Push the fried rice to the side of the pan to create a well. Pour the eggs into the well and cook, stirring gently, until nearly set. Toss the fried rice with the eggs and cook for 1 minute. Remove the skillet from the heat and add the soy sauce. Transfer the fried rice to bowls, garnish with the remaining 1 tablespoon of scallion greens and serve with Chairman Avery’s Hunan Heat Sauce on the side.
If you want to use shrimp, chicken or beef, add ½ tsp cornstarch, egg white, 1 tsp soy sauce and marinate
for half an hour and cook in med high heat instead of shrimp.
NOTES: To cook the rice, in a medium saucepan combine 1 1/2 cups raw rice with 3 cups of water and a large pinch of salt and bring to a boil. Cover and simmer over low heat until the rice is cooked and the water is absorbed, about 45 minutes. Remove from the heat and let stand for 10 minutes. Use the rice right away or refrigerate.

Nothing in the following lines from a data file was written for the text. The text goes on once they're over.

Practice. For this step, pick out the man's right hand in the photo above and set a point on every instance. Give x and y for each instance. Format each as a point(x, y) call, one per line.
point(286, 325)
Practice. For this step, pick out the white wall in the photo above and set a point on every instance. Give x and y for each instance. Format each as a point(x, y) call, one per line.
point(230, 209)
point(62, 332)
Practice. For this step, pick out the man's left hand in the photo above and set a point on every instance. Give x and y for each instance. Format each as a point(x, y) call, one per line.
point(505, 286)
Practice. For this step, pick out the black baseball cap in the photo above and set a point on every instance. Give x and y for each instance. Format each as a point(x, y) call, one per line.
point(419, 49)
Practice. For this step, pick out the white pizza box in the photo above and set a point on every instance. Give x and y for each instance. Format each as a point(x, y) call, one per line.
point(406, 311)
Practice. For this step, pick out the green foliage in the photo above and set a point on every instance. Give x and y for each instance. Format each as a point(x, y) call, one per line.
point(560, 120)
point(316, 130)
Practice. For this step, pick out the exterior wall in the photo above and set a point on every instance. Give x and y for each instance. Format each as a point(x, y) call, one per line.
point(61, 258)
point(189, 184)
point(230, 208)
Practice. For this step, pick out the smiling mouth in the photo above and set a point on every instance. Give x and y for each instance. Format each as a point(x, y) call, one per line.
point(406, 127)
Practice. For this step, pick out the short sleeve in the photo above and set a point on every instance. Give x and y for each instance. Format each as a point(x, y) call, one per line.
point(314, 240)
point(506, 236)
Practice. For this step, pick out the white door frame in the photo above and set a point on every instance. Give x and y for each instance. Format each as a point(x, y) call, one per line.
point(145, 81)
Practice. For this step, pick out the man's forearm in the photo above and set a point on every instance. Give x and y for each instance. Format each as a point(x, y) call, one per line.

Citizen Pickar’s Seared Pickled Okra
Citizen Pickar was down to his last spoonful of Hunan Heat Sauce. Naturally, he went big and created original flavors The Chairman finds most delectable. Many thanks to Citizen Pickar for sharing his creation.
Seasoned rice vinegar
Hunan Heat Sauce
Slice okra in half lengthwise. Add The Chairman’s sauce. Mix. Sear in a hot pan (hard sear removes okra’s sliminess). Add butter for richness. Once the okra is well seared, flip. Pour seasoned rice vinegar into the pan, coating the okra. Let that cook down, pull out and they’re ready to serve.